第23話 衝撃の廊下
まずは廊下に。なんてことを言われて意味不明に思いながら廊下に出ると、早速洗礼を浴びた。
唯花がいる教室の中で俺は特に注目を浴びることが無かった。それだけに数多の女子からの視線が突き刺さる上、本当は高校生でも無いし罪悪感が半端ない。
「カズキ、ずっと下向いてどうしたの?」
「こんな注目を浴びるなんて聞いて無いぞ……男子がそんな珍しいわけが――」
「あ! 言うの忘れてたんだけどさー」
「……何だ?」
何となく勘づいていたし、薄々分かってはいた。執事を受け入れるなんて言ってはいたものの、圧倒的に女子ばかりで男の姿などほぼ無いに等しいという現実を。

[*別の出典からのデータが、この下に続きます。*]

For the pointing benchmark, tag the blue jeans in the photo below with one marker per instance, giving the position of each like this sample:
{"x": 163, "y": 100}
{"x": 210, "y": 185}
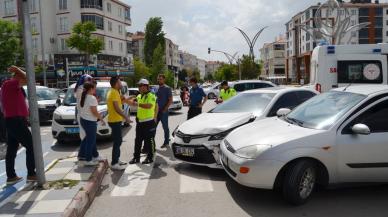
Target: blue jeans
{"x": 88, "y": 148}
{"x": 117, "y": 138}
{"x": 163, "y": 117}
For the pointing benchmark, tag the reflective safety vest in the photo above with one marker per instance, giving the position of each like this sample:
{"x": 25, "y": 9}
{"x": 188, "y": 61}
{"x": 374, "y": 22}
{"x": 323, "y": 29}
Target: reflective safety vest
{"x": 144, "y": 115}
{"x": 226, "y": 95}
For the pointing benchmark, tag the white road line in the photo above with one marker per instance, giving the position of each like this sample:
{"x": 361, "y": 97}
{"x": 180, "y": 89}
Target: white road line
{"x": 191, "y": 182}
{"x": 134, "y": 181}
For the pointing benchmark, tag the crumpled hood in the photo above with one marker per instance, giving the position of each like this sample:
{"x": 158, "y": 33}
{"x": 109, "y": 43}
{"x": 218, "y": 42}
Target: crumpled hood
{"x": 213, "y": 123}
{"x": 270, "y": 131}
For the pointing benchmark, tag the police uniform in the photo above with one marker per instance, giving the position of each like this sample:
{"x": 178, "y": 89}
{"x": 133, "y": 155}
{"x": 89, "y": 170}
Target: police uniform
{"x": 146, "y": 126}
{"x": 225, "y": 95}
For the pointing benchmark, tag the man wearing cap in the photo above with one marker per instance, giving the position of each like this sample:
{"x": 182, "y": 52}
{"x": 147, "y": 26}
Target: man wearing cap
{"x": 16, "y": 113}
{"x": 145, "y": 122}
{"x": 226, "y": 92}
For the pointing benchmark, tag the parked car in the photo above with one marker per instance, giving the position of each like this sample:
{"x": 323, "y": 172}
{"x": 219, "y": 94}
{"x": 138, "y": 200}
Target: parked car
{"x": 336, "y": 137}
{"x": 197, "y": 140}
{"x": 64, "y": 124}
{"x": 47, "y": 102}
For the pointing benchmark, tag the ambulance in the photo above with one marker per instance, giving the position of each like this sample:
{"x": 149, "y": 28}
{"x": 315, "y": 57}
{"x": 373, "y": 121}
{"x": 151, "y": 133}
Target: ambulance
{"x": 334, "y": 66}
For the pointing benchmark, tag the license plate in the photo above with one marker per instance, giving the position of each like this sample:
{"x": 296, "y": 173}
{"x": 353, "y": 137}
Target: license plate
{"x": 185, "y": 151}
{"x": 74, "y": 130}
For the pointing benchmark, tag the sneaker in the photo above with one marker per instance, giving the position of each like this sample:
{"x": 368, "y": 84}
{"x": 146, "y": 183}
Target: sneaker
{"x": 117, "y": 167}
{"x": 147, "y": 161}
{"x": 134, "y": 161}
{"x": 99, "y": 158}
{"x": 91, "y": 163}
{"x": 122, "y": 163}
{"x": 14, "y": 180}
{"x": 32, "y": 179}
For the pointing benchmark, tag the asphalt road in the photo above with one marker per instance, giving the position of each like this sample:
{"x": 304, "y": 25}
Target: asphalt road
{"x": 171, "y": 188}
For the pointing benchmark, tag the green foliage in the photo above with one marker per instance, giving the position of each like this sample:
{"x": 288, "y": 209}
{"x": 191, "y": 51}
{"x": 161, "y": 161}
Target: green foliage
{"x": 154, "y": 36}
{"x": 82, "y": 40}
{"x": 11, "y": 51}
{"x": 158, "y": 63}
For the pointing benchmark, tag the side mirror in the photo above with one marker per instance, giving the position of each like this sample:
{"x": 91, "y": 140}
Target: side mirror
{"x": 361, "y": 129}
{"x": 283, "y": 112}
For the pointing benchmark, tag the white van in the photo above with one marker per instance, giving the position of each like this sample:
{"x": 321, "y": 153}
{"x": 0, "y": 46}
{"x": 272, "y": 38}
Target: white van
{"x": 335, "y": 66}
{"x": 64, "y": 125}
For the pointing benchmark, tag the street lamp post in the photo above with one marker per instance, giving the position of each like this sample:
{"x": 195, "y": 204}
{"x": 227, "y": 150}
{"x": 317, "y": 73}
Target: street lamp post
{"x": 31, "y": 88}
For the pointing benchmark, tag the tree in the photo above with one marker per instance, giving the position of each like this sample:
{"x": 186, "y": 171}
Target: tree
{"x": 158, "y": 63}
{"x": 11, "y": 51}
{"x": 82, "y": 40}
{"x": 154, "y": 36}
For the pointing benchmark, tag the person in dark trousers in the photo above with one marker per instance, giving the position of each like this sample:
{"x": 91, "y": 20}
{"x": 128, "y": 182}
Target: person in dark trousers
{"x": 197, "y": 99}
{"x": 16, "y": 114}
{"x": 164, "y": 95}
{"x": 115, "y": 118}
{"x": 145, "y": 122}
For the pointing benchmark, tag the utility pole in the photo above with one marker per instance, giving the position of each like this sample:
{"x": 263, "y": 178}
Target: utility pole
{"x": 31, "y": 87}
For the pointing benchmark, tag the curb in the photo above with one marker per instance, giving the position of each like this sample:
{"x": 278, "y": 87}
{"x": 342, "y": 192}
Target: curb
{"x": 84, "y": 198}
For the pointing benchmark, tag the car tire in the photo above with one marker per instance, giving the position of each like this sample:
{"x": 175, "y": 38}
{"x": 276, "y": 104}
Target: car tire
{"x": 299, "y": 182}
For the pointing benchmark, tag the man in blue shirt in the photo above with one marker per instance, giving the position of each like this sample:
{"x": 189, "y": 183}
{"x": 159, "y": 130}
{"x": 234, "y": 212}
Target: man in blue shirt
{"x": 197, "y": 99}
{"x": 164, "y": 95}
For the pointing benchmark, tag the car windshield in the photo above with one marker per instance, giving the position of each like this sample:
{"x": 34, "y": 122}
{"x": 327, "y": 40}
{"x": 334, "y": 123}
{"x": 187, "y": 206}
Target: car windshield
{"x": 246, "y": 102}
{"x": 324, "y": 110}
{"x": 101, "y": 94}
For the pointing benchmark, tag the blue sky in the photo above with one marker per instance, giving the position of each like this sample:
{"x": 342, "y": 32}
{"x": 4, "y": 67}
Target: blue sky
{"x": 196, "y": 25}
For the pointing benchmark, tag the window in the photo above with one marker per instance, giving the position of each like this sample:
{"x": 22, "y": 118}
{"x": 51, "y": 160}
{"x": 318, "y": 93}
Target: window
{"x": 9, "y": 7}
{"x": 62, "y": 4}
{"x": 375, "y": 118}
{"x": 109, "y": 7}
{"x": 63, "y": 24}
{"x": 91, "y": 4}
{"x": 96, "y": 19}
{"x": 360, "y": 72}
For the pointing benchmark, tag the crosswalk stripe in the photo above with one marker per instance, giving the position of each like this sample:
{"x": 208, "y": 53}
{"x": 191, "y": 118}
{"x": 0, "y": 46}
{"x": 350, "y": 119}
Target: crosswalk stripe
{"x": 194, "y": 183}
{"x": 134, "y": 181}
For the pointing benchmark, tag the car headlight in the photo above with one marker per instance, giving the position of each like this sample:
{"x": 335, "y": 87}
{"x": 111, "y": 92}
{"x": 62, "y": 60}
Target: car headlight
{"x": 219, "y": 136}
{"x": 251, "y": 152}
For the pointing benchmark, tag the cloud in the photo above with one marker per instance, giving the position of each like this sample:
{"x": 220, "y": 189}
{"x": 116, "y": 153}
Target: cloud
{"x": 196, "y": 25}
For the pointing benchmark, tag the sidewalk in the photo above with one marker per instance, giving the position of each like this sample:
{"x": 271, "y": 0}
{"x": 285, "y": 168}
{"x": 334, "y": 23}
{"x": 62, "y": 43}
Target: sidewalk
{"x": 71, "y": 191}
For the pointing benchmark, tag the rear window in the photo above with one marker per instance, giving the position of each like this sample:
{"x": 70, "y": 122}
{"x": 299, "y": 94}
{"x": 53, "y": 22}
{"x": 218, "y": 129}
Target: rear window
{"x": 360, "y": 72}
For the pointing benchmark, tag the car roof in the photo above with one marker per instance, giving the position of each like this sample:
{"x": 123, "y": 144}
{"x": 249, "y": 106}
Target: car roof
{"x": 278, "y": 90}
{"x": 369, "y": 89}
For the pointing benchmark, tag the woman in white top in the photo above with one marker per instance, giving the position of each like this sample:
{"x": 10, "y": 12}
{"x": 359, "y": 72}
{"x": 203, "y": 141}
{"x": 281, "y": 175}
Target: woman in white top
{"x": 89, "y": 117}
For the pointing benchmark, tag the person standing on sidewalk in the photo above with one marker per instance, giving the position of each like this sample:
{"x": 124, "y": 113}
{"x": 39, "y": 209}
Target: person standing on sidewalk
{"x": 164, "y": 96}
{"x": 116, "y": 116}
{"x": 197, "y": 99}
{"x": 16, "y": 114}
{"x": 89, "y": 116}
{"x": 145, "y": 122}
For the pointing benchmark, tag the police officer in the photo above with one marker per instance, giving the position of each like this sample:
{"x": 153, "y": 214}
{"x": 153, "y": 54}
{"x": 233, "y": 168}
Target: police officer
{"x": 145, "y": 122}
{"x": 226, "y": 92}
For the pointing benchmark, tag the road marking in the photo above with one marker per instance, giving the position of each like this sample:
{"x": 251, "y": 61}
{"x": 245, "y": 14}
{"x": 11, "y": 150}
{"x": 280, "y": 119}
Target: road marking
{"x": 134, "y": 181}
{"x": 192, "y": 182}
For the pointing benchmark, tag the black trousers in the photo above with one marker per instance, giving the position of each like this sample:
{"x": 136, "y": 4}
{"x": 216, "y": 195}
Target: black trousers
{"x": 145, "y": 132}
{"x": 193, "y": 111}
{"x": 18, "y": 133}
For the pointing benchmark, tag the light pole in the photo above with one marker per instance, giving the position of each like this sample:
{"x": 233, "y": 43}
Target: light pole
{"x": 31, "y": 88}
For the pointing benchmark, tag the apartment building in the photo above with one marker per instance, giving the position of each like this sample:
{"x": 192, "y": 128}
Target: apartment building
{"x": 273, "y": 56}
{"x": 300, "y": 44}
{"x": 52, "y": 21}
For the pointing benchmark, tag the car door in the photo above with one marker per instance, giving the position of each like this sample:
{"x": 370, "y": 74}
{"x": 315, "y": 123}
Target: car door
{"x": 287, "y": 100}
{"x": 364, "y": 158}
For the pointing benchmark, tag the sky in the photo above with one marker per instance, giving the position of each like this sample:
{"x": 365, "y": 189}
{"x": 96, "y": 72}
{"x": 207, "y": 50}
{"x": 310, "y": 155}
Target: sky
{"x": 196, "y": 25}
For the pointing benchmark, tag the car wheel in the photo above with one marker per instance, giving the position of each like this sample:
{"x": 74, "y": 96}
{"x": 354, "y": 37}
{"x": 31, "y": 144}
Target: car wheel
{"x": 211, "y": 96}
{"x": 299, "y": 182}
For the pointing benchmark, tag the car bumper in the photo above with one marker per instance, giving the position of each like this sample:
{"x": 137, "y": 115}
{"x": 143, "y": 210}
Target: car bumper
{"x": 262, "y": 173}
{"x": 205, "y": 154}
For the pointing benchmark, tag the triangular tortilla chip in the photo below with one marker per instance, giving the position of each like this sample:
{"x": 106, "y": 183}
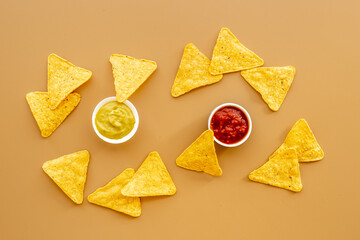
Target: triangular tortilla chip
{"x": 282, "y": 171}
{"x": 193, "y": 72}
{"x": 201, "y": 155}
{"x": 129, "y": 74}
{"x": 69, "y": 173}
{"x": 63, "y": 78}
{"x": 229, "y": 55}
{"x": 271, "y": 82}
{"x": 151, "y": 179}
{"x": 48, "y": 120}
{"x": 110, "y": 195}
{"x": 303, "y": 141}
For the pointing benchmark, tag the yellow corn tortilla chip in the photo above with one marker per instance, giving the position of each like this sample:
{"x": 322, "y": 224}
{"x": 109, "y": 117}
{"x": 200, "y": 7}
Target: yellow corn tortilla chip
{"x": 48, "y": 120}
{"x": 193, "y": 72}
{"x": 282, "y": 170}
{"x": 151, "y": 179}
{"x": 129, "y": 74}
{"x": 272, "y": 83}
{"x": 303, "y": 141}
{"x": 69, "y": 173}
{"x": 110, "y": 195}
{"x": 63, "y": 78}
{"x": 229, "y": 55}
{"x": 201, "y": 155}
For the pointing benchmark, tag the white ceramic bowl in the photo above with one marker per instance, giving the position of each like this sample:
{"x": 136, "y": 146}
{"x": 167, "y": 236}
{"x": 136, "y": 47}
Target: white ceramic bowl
{"x": 247, "y": 116}
{"x": 127, "y": 137}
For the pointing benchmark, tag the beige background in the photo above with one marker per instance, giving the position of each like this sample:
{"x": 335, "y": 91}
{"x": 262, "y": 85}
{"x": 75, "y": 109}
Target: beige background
{"x": 320, "y": 38}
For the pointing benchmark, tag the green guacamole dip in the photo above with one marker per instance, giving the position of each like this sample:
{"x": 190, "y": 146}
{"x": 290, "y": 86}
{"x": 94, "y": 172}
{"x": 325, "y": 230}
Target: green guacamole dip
{"x": 114, "y": 120}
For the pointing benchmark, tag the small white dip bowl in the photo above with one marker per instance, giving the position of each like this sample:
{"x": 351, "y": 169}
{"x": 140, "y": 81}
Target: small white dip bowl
{"x": 247, "y": 116}
{"x": 127, "y": 137}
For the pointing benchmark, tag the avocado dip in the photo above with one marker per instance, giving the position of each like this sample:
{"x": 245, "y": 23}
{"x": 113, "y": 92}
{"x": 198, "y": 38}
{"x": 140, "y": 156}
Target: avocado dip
{"x": 114, "y": 120}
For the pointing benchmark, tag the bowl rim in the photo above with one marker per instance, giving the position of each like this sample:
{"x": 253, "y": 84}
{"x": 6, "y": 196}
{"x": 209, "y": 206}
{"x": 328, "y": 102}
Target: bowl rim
{"x": 127, "y": 137}
{"x": 244, "y": 111}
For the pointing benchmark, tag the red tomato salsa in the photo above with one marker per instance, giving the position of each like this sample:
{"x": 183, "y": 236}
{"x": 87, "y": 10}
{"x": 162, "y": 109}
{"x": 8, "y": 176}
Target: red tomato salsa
{"x": 229, "y": 125}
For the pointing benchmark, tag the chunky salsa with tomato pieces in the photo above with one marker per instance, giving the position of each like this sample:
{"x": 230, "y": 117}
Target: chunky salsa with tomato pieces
{"x": 229, "y": 124}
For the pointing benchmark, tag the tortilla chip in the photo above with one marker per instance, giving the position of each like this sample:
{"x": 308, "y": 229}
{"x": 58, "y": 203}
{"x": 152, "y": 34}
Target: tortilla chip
{"x": 63, "y": 78}
{"x": 229, "y": 55}
{"x": 110, "y": 195}
{"x": 303, "y": 141}
{"x": 201, "y": 155}
{"x": 69, "y": 173}
{"x": 129, "y": 74}
{"x": 272, "y": 83}
{"x": 48, "y": 120}
{"x": 193, "y": 72}
{"x": 151, "y": 179}
{"x": 282, "y": 170}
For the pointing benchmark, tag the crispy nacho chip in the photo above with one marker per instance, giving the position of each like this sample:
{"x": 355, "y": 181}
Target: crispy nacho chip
{"x": 151, "y": 179}
{"x": 129, "y": 74}
{"x": 303, "y": 141}
{"x": 201, "y": 155}
{"x": 193, "y": 72}
{"x": 110, "y": 195}
{"x": 282, "y": 170}
{"x": 272, "y": 83}
{"x": 229, "y": 55}
{"x": 63, "y": 78}
{"x": 69, "y": 173}
{"x": 48, "y": 120}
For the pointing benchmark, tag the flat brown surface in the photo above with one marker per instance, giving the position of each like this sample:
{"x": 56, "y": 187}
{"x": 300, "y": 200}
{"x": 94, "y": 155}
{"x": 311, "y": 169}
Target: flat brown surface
{"x": 320, "y": 38}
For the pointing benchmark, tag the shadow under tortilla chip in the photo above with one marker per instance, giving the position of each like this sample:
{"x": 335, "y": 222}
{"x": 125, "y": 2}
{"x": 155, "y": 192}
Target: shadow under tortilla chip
{"x": 201, "y": 155}
{"x": 229, "y": 55}
{"x": 151, "y": 179}
{"x": 272, "y": 83}
{"x": 63, "y": 78}
{"x": 129, "y": 73}
{"x": 110, "y": 195}
{"x": 46, "y": 118}
{"x": 282, "y": 170}
{"x": 193, "y": 72}
{"x": 303, "y": 141}
{"x": 69, "y": 173}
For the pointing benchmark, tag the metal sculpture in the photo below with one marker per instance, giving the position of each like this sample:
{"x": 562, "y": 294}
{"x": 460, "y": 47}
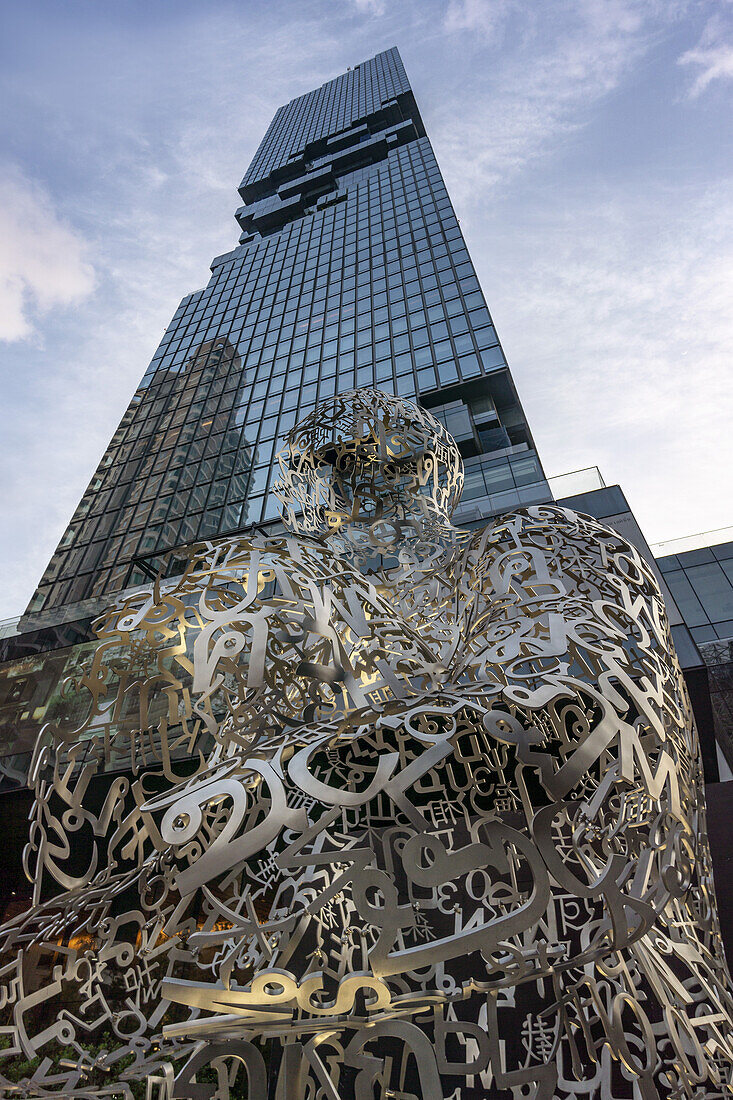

つまり、女子高の中に男子生徒が一人だけ放り込まれたようなものと言っていい。教室ではかろうじて数人の男子の姿を確認出来たとはいえ、肩身が狭いのは明らか。
「ご明察のとおりなんだけどー……この学校って――」
――などと唯花が言いかけたところで、唯花のスマホに着信の振動が響いた。衝撃的な答えを聞かされるとばかり思っていたが、衝撃的なのは電話の向こう側だった。
「【――はい、はい。そうですけど、あぁ……はい。でも鍵は変えてるので、放課後に駅前のカフェで話しますけどいいですよね? それじゃ……】」
何やら他人行儀な話し方をしている。唯花にしては珍しいことだ。鍵とか言ってたということは、マンションの管理的なものだろうか。
しかし――
「唯花? 部屋のことで何か問題でもあった?」
「カズキ。落ち着いて聞いて欲しいんだけど、落ち着ける?」
「何が? 現時点で落ち着いてるけど、慌てふためく話?」
「……カズキの元カノが帰って来てるんだって。それで――」
は? 元カノ……俺の元カノというと、俺を部屋から追い出したあの彼女のことだろうか。確か海外に留学に行ったはずでは。
唯花のからかいかと思われたが、表情がもの凄く暗いし感情を全て無くしたような状態に見える。まさかこんな早くに帰国して来たっていうのか。
「そ、それでなんだって?」
決して聞きたくは無いが、恐らくマンションのことを言われたに違いない。
「部屋に行ったのに鍵が合わなくて入れなかったから、どうにかして欲しい。だって」
「それは……」
「どうする? カズキと半同棲してるってことバレるよ? 部屋に入れるのはわたしが決めることだけど……」
「俺がどうこう言える立場じゃないけど、でも、唯花が嫌なら断るべきだと思う」
そう言いつつも、もし佐倉家の親が出現して来たらどうにもならなくなる。元々あの部屋は彼女に与えられた部屋だったわけで。
もちろん現在は唯花が住んでいるが。
「ふーん……カズキはあの人よりも、わたしなんだ?」
「そりゃあまぁ、世話になってるし行くとこないし、唯花の方がいいに決まってるし……」
「カズキはわたしがいいんだ? 本当に?」
「お、おぅ。唯花だけが頼りだ」
俺の言葉を聞いて、唯花は途端に表情を明るくさせた。そして何度か小刻みに頷いたかと思えば、どこかに電話をかけ始めた。
さすがに彼女にでは無いと思われるが……。
さっきまで女子からの視線を感じていたのに、廊下はすっかり静寂に包まれている。取り乱しこそ無いが、唯花のただならぬ気配を察して引っ込んだらしい。
数分経って、
「オーケー。カズキ、放課後に戦うって決めたから。だから駅前の……バイト先のカフェに一緒に行くからね?」
バイト先に行くのはいいとして、何と戦うつもりがあるのか。
まさか――
「た、戦うって、相手はもしかしなくても?」
「カズキの元カノ。それとパパ」
「パ、パパパパパ……佐倉家の!?」
「ヤー! カズキがいるし大丈夫。ママはもう知ってるんだ。だから敵はあの人とパパだけ。だから頑張ろうね!」
廊下に出ただけなのにあまりに衝撃的過ぎる。そもそも帰国して来るのが早すぎるし、何で今さら……。
あぁ、放課後になって欲しくなさすぎる。
「は、はい」
「放課後までに色々案内するからね! それと昼休みはケイトたちと一緒だから期待してていいよ!」
「……ははは」
もはや放課後のことしか頭に入って来ない。いきなり戦いが始まるなんて、本当に勘弁してくれ。